Connecting Social Trust and Empowerment: A Socio-Analytical Study of Women’s Organisations

Tuesday, 8 July 2025: 11:30
Location: SJES026 (Faculty of Legal, Economic, and Social Sciences (JES))
Oral Presentation
Ruby Amanda OBORO-OFFERIE, University of Oregon, USA
By 2030, an estimated 340 million women and girls will live in extreme poverty due to the gender gap in leadership roles. It is also shown that over 12.5% of women aged 15-49 experience physical or sexual violence from intimate partners (UN Women 2023). Additionally, with inadequate law enforcement and cultural misconceptions, over 700 million girls, particularly in Asia, the Middle East, and Africa, are married before age 18 (UN Women 2016). With only one-quarter of countries tracking budget allocations for gender equality (UN Women 2019), recent studies indicate the vital roles of women’s movements in transforming social norms and gender power relations. Yet, these organisations face right-wing attacks on feminism (Epstein 2001) and resistance in non-western contexts due to perceived dependence on Western ideologies and funding ties (Jad 2004:34). Studies of social capital have emphasised the structures of cultural ties and their impact on individual interaction levels, as culture can influence social structure by encouraging individuals to interact with those who share similar behaviours or by using cultural symbols to identify groups (Cantor and Whitehead 2013:1).

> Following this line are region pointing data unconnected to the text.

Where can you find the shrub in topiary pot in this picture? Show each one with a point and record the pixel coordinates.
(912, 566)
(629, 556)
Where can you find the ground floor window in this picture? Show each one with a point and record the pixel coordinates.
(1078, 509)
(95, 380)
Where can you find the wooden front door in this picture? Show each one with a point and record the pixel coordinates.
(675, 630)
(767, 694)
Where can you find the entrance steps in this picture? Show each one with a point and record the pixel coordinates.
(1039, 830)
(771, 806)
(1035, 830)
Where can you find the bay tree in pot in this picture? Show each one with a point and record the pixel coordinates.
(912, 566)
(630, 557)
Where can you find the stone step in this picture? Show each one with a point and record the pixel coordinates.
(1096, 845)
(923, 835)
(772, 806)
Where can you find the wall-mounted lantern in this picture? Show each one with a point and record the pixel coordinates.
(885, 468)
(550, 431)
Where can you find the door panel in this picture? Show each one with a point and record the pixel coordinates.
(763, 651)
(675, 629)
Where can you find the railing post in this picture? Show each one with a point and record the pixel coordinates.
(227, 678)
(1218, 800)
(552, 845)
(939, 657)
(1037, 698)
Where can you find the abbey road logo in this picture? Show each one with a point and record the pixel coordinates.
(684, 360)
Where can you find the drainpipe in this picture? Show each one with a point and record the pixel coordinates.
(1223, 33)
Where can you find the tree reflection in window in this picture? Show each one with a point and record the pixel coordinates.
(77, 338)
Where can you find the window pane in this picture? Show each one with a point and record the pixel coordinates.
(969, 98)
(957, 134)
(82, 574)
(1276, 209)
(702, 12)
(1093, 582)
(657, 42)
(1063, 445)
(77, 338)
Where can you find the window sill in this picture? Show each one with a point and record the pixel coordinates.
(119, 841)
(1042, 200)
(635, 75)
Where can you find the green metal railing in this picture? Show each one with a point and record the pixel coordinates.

This study investigates the differences in trust towards women's organisations across regions, focussing on social factors that influence this trust. Using data from the World Values Survey (1995-2022) and hierarchical multilevel regression analysis, it highlights how global feminisms shape shared values and transformative identity politics. Adding, applying multi-level analysis within an intersectional framework offers a robust method to examine how individual and contextual factors impact trust in women’s organisations and how global feminist movements drive for social justice.